- Front side of the Army Medal
- Type: Military decoration
- Awarded for: Distinguished peacetime service
- Country: Spain
- Eligibility: Military personnel only
- Status: Active
- Established: 2003

Precedence
- Next (higher): Cruz de Guerra (At war)
- Next (lower): Crosses of Military Merit
- Related: Medalla Naval Medalla Aérea

= Medalla del Ejército =

Military award of Spain

The Army Medal (Medalla del Ejército) is the maximum military award of Spain in peacetime for the army branch.
The regulation for the issue of this medal is modified by the Royal Decree 1040/2003, 1 August (BOD. Núm. 177).

==Appearance==
Is made of oxidized iron, oval, 42 mm on its vertical axis and 28 mm on its horizontal axis.
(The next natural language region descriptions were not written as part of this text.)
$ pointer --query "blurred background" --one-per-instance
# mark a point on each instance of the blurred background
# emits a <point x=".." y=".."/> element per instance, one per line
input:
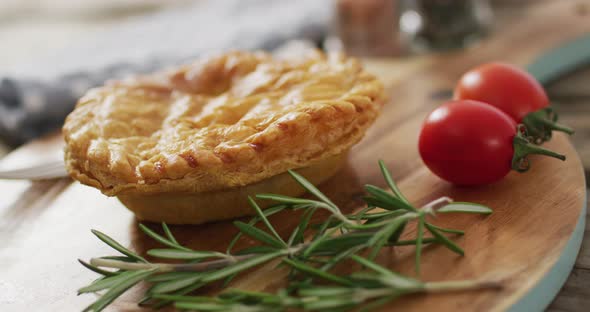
<point x="54" y="50"/>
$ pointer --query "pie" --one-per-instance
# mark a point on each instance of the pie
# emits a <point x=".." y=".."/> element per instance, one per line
<point x="187" y="145"/>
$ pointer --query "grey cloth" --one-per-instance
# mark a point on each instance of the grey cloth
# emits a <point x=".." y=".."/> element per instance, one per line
<point x="33" y="106"/>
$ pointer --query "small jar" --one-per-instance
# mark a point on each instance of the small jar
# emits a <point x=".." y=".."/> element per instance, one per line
<point x="368" y="27"/>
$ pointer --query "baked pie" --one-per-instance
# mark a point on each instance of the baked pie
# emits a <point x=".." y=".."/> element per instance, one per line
<point x="188" y="145"/>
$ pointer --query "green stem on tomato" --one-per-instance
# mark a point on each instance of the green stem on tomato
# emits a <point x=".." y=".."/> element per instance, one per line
<point x="523" y="147"/>
<point x="541" y="123"/>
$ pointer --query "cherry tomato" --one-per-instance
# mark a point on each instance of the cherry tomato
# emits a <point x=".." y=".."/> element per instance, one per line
<point x="504" y="86"/>
<point x="471" y="143"/>
<point x="516" y="93"/>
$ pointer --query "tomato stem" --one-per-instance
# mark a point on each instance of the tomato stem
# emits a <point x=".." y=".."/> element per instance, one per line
<point x="541" y="123"/>
<point x="523" y="147"/>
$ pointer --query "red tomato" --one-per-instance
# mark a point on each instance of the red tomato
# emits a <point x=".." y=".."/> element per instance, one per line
<point x="516" y="93"/>
<point x="472" y="143"/>
<point x="509" y="88"/>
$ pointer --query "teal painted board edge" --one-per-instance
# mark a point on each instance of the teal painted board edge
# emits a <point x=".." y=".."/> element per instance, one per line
<point x="540" y="296"/>
<point x="561" y="60"/>
<point x="547" y="68"/>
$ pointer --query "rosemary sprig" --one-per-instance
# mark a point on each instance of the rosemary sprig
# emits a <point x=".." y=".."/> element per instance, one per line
<point x="311" y="252"/>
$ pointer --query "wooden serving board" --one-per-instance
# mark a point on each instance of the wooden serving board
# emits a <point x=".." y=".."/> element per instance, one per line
<point x="532" y="238"/>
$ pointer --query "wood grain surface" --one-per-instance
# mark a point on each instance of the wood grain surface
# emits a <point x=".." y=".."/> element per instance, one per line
<point x="44" y="226"/>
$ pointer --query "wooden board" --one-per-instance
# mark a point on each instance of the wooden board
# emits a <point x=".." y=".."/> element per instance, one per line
<point x="44" y="226"/>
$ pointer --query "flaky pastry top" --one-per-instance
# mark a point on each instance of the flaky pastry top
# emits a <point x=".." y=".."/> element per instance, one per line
<point x="222" y="122"/>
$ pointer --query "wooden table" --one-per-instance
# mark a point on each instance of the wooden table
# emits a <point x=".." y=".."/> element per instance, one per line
<point x="415" y="81"/>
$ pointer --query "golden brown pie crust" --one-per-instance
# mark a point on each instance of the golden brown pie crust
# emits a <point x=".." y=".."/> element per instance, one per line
<point x="223" y="122"/>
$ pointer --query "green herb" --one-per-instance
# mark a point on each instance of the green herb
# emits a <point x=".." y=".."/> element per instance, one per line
<point x="310" y="252"/>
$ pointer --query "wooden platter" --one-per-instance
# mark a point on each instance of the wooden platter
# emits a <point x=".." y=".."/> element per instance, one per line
<point x="532" y="238"/>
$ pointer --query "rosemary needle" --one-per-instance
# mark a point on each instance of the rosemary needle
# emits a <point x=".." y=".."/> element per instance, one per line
<point x="340" y="237"/>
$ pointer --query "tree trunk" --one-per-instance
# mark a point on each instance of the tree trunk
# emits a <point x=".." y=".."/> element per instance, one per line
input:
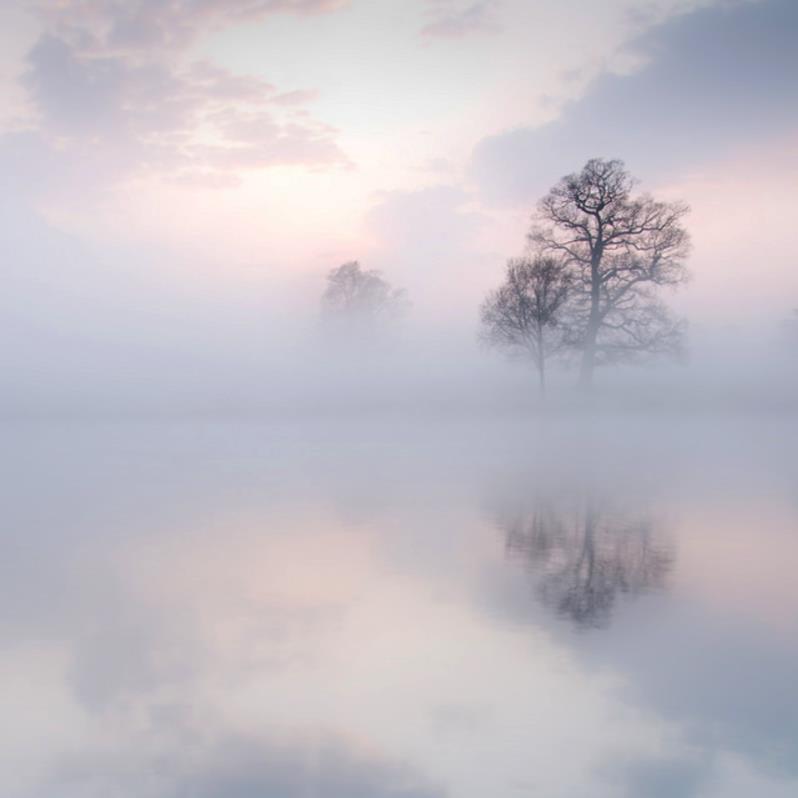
<point x="588" y="363"/>
<point x="541" y="361"/>
<point x="542" y="375"/>
<point x="591" y="333"/>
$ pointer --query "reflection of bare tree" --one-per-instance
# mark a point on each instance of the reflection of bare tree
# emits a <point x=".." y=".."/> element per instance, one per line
<point x="584" y="560"/>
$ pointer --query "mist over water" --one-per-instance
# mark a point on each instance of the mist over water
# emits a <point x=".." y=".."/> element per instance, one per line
<point x="398" y="399"/>
<point x="424" y="607"/>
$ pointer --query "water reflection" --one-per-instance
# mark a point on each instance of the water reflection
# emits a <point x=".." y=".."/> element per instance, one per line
<point x="322" y="613"/>
<point x="582" y="561"/>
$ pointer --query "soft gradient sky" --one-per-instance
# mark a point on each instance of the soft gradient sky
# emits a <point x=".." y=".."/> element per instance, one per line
<point x="173" y="166"/>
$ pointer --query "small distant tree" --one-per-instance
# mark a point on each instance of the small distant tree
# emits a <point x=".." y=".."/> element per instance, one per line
<point x="524" y="315"/>
<point x="361" y="300"/>
<point x="622" y="248"/>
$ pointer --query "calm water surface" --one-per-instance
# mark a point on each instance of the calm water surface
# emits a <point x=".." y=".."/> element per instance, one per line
<point x="477" y="609"/>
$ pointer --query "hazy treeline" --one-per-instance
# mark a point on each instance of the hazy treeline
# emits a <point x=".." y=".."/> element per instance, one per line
<point x="587" y="290"/>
On the obverse, surrounded by a silver edge, is a rising sun behind the sea and a matron stands, representing Spain, offering, with the right hand, a laurel wreath and holding a sword with the left. At the top of the oval are the words: "Al mérito distinguido". On the reverse is the emblem of the Army. The ribbon is 30 mm wide and divided in three parts: the central with the national colours (red and yellow) and at the sides dark green. Each medal has a clasp attached to the ribbon with the legend of the action done in black.